Slacker Uprising (2008)
De Verenigde Staten zitten, naast diep in de financiële shit, ook in volle verkiezingsstrijd. Dat klinkt als een moment voor Michael Moore om nog eens van zich te laten horen. En ja hoor: deze week gooide de All American Hero zijn nieuwe documentaire Slacker Uprising online, gratis te downloaden voor al wie in de V.S. of Canada woont. Helaas bestaan er op het internet geen grenzen meer, zodat het nog geen half uur duurde voor ook ik de film in mijn bezit had. Eens kijken of hij deze publiciteitsstunt wel waard is.
Laten we voor we beginnen één ding afspreken: een argument dat tegenstanders van Moore nooit meer mogen gebruiken, is dat de regisseur een duidelijke politieke boodschap heeft en je zijn films dus allesbehalve 'objectief' kan noemen.

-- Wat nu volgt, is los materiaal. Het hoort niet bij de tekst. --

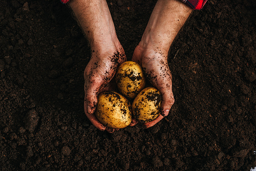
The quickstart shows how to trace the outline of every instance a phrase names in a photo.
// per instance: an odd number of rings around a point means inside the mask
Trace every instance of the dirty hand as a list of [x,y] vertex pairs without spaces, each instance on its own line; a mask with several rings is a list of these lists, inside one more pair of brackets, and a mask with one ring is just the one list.
[[106,127],[100,123],[94,112],[97,106],[98,95],[102,92],[113,88],[111,80],[119,65],[125,61],[126,56],[121,46],[115,50],[106,49],[108,51],[93,51],[92,58],[84,70],[84,109],[86,116],[96,127],[101,131],[106,130],[112,133],[114,129]]
[[[140,45],[136,47],[133,54],[132,60],[141,66],[146,79],[159,90],[162,95],[161,115],[154,120],[144,123],[146,128],[154,125],[168,115],[174,103],[172,89],[172,74],[167,63],[167,54],[160,50],[143,48]],[[133,126],[137,123],[137,121],[134,119],[130,125]]]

Een documentaire mag gerust een opiniestuk zijn, zolang de maker maar duidelijk vermeldt dat dat zijn bedoeling is. En als je Moore iets niet kan verwijten, is het wel een teveel aan subtiliteit. Meer daarover kan u lezen in mijn eerdere publicatie “In theorie zijn er ook goede dagen” uit 2006.
Argumenten die wel nog overeind blijven, zijn die dat Moore graag de aandacht opzoekt, dat hij zichzelf een popster waant en dat hij overdreven vaak de emotionele kaart trekt. Kijkers die zich daaraan ergeren, zullen deze documentaire welgeteld drie minuten uithouden: Slacker Uprising is een film van Moore, over Moore. Nu ja, ondertussen hebben ze dan tenminste toch een fantastische intro gezien, waarin een sterke montage toont hoe John Kerry in 2004 zijn comfortabele voorsprong in de peilingen op een schandalig domme manier heeft weggegooid.
Omdat de Democratische kandidaat er zo'n zootje van begon te maken, is ook Moore zich toen gaan mengen in de campagne. Hij organiseerde een tournee door alle nog onbesliste staten, waar hij samen met muzikanten, komieken en oorlogsveteranen ging spreken voor volle zalen. Zijn publiek bestond voornamelijk uit studenten, jongeren die te lui zijn om te gaan stemmen. Te lui, of te cynisch om te denken dat hun stem iets uithaalt. Een groep die het verschil kon maken tussen vier of acht jaar George W. Bush.
Uiteindelijk is het toch acht jaar geworden, maar door een verslag van deze bijeenkomsten gratis te verspreiden wil Moore nu een nóg groter publiek bereiken en ervoor zorgen dat nóg meer jongeren de Republikeinen in november wél weg kunnen stemmen. Een succesfilm maken door beelden uit een paar lezingen achter elkaar te plakken? Het is Al Gore gelukt met An Inconvenient Truth, dus waarom niet? Dit betekent dat Slacker Uprising een heel atypische Michael Moore is, waarin de grapjes, de prachtige collages en de zoektocht naar de waarheid achterwege worden gelaten en we Moore enkel te zien krijgen als de indrukwekkende podiumspreker die hij uiteindelijk ook wel is. John McCain kan er alvast een en ander van leren.
Moores verslag levert een paar leuke momenten op. Zo brengt Eddie Vedder een prachtige cover van Cat Stevens' Don't be shy, zien we hoe hallucinant ver de Republikeinse partij is gegaan om de bijeenkomsten te laten verbieden en weet Moore de tegenstanders die af en toe in de zalen opduiken netjes op hun plaats te zetten. “What would Jesus bomb?”, indeed. Het jammere is dat de film zich zo lang aan hetzelfde tempo blijft voortslepen. De verzamelde momenten hebben Moore ongetwijfeld stuk voor stuk diep geraakt, maar net daardoor heeft hij geen kritische selectie kunnen maken. Had hij er flink de schaar in gezet en het verhaal ingekort van anderhalf uur tot drie kwartier, er zou een ijzersterk pamflet overgebleven zijn.
Dit is nu helaas niet het geval, zodat er pas weer wat te beleven valt wanneer we aankomen bij de cruciale drie laatste staten, nauwelijks honderd uur voor het sluiten van de stemkantoren. Moore brengt een emotionele ode aan het stemrecht. Ook al verliezen de Democraten de verkiezingen, toch heeft een recordaantal jongeren op Kerry gestemd. Hun ouders kozen voor Bush. Vier november komt elke dag een beetje dichterbij.